Summarizing, in a reaction time task the response latency of rats should be in the range of what has been reported for humans. Further, the reaction time data should have a characteristic distribution, which require appropriate analyses. Since the manner in which rats respond in a reaction time task remains open to any possible interpretations one should control for possible confounding factors that may affect the validity of the main dependent variable.

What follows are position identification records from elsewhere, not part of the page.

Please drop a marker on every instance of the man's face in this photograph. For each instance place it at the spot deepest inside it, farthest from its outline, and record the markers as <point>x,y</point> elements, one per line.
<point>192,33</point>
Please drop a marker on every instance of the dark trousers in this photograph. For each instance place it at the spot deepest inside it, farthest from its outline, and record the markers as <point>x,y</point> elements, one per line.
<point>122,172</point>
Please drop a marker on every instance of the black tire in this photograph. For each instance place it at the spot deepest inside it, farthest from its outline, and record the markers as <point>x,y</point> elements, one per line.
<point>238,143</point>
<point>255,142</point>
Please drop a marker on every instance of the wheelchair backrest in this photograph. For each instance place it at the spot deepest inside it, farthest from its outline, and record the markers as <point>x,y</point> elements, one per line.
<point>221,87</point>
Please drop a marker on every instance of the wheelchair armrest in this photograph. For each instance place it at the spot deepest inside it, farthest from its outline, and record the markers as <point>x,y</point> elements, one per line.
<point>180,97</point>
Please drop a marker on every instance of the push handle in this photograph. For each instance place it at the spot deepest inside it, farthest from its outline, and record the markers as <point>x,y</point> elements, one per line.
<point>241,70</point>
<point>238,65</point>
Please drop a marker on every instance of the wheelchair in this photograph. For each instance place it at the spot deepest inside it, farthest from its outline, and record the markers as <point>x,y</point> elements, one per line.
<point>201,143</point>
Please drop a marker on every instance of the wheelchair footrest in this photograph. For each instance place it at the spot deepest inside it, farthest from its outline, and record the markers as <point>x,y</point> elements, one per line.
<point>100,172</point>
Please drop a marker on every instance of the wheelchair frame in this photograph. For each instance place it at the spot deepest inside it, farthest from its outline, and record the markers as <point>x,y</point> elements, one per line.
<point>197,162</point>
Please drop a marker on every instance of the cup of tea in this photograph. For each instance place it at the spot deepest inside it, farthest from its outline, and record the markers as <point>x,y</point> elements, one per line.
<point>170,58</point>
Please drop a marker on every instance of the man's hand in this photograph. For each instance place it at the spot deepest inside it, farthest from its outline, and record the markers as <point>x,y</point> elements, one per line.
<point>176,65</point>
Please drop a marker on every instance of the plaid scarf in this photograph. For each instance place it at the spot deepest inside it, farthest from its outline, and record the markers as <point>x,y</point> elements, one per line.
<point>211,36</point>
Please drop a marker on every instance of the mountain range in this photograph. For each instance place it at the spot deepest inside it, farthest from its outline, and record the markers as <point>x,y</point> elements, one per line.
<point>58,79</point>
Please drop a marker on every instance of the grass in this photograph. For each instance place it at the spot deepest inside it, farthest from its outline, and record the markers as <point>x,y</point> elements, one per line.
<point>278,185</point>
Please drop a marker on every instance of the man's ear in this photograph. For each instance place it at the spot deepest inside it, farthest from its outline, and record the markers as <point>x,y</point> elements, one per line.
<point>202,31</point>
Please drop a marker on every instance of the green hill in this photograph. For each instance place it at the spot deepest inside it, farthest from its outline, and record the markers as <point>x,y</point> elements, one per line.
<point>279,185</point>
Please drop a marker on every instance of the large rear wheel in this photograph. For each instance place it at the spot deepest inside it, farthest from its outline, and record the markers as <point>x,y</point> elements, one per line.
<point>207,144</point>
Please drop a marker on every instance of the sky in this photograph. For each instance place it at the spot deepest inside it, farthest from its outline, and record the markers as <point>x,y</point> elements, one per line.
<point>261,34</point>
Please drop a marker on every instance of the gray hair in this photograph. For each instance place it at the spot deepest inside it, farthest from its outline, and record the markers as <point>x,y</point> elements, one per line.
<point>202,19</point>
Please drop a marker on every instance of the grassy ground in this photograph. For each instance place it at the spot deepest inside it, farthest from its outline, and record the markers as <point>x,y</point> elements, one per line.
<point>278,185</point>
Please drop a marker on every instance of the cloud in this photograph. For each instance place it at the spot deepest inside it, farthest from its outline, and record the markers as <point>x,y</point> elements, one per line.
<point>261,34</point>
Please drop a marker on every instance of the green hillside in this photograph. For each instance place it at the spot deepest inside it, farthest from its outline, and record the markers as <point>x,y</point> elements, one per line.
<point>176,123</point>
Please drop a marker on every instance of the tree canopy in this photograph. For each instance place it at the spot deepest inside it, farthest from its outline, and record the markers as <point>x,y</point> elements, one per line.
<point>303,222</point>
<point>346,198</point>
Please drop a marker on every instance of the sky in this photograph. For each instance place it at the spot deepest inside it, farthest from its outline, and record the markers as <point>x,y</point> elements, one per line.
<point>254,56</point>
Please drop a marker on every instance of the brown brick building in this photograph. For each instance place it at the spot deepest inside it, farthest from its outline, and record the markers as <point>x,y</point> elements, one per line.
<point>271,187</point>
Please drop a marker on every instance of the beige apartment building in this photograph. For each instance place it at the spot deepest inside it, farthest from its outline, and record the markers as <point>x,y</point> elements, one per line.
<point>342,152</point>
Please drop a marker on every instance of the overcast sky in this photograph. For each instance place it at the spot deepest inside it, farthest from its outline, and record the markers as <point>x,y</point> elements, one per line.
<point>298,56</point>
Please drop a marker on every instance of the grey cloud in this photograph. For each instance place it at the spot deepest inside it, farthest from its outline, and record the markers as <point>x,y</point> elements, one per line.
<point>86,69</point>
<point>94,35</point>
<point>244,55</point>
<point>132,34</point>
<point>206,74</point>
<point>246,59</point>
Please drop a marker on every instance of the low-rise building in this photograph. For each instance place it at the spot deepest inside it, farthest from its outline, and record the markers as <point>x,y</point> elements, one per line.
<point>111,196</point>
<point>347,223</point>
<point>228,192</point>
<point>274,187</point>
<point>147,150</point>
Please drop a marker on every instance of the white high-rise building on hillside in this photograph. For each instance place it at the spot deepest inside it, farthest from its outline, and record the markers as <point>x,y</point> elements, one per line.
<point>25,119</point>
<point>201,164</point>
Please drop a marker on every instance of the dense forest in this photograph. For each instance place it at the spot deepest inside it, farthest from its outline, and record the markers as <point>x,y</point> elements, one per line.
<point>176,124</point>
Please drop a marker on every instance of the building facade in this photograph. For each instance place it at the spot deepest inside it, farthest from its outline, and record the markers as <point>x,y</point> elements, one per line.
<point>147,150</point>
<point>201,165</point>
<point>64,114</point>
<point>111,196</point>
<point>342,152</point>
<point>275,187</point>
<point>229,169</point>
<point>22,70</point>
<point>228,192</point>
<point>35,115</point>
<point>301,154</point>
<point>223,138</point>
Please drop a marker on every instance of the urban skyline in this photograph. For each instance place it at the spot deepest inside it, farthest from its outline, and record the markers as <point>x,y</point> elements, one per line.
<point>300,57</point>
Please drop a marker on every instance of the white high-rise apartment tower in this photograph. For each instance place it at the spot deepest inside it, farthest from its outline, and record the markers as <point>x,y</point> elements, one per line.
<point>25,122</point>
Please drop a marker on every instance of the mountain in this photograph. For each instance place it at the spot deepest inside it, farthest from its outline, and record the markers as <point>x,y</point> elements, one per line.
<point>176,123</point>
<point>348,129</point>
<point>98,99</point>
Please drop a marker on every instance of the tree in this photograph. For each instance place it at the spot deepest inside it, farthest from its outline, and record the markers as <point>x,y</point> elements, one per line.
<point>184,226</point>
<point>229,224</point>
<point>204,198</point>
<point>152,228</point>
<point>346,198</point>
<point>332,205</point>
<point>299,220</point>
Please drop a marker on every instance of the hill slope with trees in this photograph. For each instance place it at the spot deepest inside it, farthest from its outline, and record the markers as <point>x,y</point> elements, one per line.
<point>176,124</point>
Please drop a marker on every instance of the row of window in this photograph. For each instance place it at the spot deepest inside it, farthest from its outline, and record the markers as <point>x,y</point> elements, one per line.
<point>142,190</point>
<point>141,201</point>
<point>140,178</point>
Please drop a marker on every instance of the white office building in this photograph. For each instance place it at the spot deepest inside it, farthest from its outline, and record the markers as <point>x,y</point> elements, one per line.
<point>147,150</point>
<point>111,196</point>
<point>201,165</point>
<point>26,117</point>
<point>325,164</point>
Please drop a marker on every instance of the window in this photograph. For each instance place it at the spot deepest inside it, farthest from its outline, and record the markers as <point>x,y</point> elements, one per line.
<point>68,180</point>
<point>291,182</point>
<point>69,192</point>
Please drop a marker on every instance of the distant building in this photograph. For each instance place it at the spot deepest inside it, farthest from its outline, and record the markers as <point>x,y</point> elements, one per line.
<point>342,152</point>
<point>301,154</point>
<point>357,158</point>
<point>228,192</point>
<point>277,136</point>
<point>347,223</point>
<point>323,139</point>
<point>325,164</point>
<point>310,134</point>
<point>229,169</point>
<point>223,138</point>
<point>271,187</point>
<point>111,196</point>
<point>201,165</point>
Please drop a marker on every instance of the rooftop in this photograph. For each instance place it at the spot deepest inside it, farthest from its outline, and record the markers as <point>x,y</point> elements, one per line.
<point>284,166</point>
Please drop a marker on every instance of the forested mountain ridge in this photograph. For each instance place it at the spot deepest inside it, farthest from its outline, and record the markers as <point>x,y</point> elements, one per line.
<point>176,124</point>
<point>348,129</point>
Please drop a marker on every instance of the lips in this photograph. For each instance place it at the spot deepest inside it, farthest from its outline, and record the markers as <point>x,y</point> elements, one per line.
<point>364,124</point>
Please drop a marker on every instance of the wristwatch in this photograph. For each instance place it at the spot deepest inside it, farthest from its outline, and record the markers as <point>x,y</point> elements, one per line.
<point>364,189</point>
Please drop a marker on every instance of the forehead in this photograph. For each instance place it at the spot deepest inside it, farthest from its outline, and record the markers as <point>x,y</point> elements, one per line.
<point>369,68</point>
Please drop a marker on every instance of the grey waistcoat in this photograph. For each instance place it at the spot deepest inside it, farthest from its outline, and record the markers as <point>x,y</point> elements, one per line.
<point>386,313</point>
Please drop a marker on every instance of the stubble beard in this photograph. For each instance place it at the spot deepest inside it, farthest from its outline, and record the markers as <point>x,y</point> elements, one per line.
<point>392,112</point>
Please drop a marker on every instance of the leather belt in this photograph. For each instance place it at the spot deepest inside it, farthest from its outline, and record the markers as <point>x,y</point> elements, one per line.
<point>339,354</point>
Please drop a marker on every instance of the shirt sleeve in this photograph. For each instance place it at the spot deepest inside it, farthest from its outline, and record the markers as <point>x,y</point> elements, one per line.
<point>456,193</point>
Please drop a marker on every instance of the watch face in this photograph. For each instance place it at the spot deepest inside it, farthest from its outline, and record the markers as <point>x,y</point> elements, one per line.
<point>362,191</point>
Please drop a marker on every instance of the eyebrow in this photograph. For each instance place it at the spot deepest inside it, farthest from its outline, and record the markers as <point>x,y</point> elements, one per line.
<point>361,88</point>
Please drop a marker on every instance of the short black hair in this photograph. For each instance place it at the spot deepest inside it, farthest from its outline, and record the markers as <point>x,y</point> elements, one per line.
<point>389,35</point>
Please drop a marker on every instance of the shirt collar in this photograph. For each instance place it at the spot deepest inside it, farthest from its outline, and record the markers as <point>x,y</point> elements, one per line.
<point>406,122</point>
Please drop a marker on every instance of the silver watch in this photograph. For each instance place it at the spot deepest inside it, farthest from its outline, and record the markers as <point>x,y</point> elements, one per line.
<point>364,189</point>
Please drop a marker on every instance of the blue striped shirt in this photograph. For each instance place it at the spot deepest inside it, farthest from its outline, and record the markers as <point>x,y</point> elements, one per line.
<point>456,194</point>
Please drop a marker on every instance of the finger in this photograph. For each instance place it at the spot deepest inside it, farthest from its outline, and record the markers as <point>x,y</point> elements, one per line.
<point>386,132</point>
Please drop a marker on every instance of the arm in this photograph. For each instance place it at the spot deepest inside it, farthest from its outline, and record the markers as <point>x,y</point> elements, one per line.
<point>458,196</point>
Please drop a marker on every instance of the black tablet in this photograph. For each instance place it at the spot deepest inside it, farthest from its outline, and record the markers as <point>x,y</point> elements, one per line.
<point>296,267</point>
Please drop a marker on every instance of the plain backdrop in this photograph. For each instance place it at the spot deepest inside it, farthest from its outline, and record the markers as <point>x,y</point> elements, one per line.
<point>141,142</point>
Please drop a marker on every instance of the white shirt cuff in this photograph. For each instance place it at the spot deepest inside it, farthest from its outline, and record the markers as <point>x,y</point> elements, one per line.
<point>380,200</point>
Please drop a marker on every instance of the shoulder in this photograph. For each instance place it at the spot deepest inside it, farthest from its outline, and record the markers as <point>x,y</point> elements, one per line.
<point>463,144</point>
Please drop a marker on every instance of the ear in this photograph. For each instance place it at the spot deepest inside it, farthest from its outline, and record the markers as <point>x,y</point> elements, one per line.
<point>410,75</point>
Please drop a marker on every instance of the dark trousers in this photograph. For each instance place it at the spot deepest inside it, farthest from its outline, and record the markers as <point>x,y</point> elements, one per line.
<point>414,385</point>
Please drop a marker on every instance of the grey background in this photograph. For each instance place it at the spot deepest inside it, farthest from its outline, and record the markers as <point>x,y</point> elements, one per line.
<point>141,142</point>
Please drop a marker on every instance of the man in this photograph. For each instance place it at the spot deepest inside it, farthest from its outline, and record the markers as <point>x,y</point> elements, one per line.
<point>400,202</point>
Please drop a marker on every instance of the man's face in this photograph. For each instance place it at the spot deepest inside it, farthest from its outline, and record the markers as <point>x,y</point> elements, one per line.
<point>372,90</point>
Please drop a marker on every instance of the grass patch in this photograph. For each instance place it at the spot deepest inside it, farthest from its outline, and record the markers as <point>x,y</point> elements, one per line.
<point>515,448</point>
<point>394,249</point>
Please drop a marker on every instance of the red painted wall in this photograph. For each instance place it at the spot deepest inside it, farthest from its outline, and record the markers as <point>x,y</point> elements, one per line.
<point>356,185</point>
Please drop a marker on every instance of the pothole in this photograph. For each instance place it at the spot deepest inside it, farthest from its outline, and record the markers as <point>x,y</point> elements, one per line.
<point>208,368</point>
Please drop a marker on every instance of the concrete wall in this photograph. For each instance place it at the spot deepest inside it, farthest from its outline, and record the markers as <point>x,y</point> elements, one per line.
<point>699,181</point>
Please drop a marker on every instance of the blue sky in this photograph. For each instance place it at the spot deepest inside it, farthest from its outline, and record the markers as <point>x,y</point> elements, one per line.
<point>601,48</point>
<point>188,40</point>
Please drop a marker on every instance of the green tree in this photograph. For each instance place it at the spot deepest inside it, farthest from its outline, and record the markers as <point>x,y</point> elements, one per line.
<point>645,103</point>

The experiments described in this paper were designed to assess reaction time responding in rats in an automated Skinner box. The aim of the presentation of these data was to demonstrate that there are possible pitfalls in the assessment of reaction time in rats. Further, these data may give an impression which behavioral aspects of rats should be analyzed to increase the validity of the measure reaction time. Finally, these data were used to demonstrate how reaction time data can be ananlyzed. It was attempted to assess simple and choice reaction time in the same rats (cf. [20]). The task that is presented here was very similar to the task described by Döbrössy and Dunnett [28]with only minor procedural deviations. Because the mean reaction time in the simple reaction time condition was higher than may have been expected, the motivation of the rats was increased by applying a partial reinforcement schedule (i.e. 50% of the trials rewarded) in both the simple and choice reaction time task. Aside from the main dependent variable reaction time, different parameters were introduced to detect possible confounding factors that may affect the validity of the measure reaction time. Finally, the effects of systemically applied amphetamine were examined in one of the tasks to demonstrate how treatment effects can be detected in this task.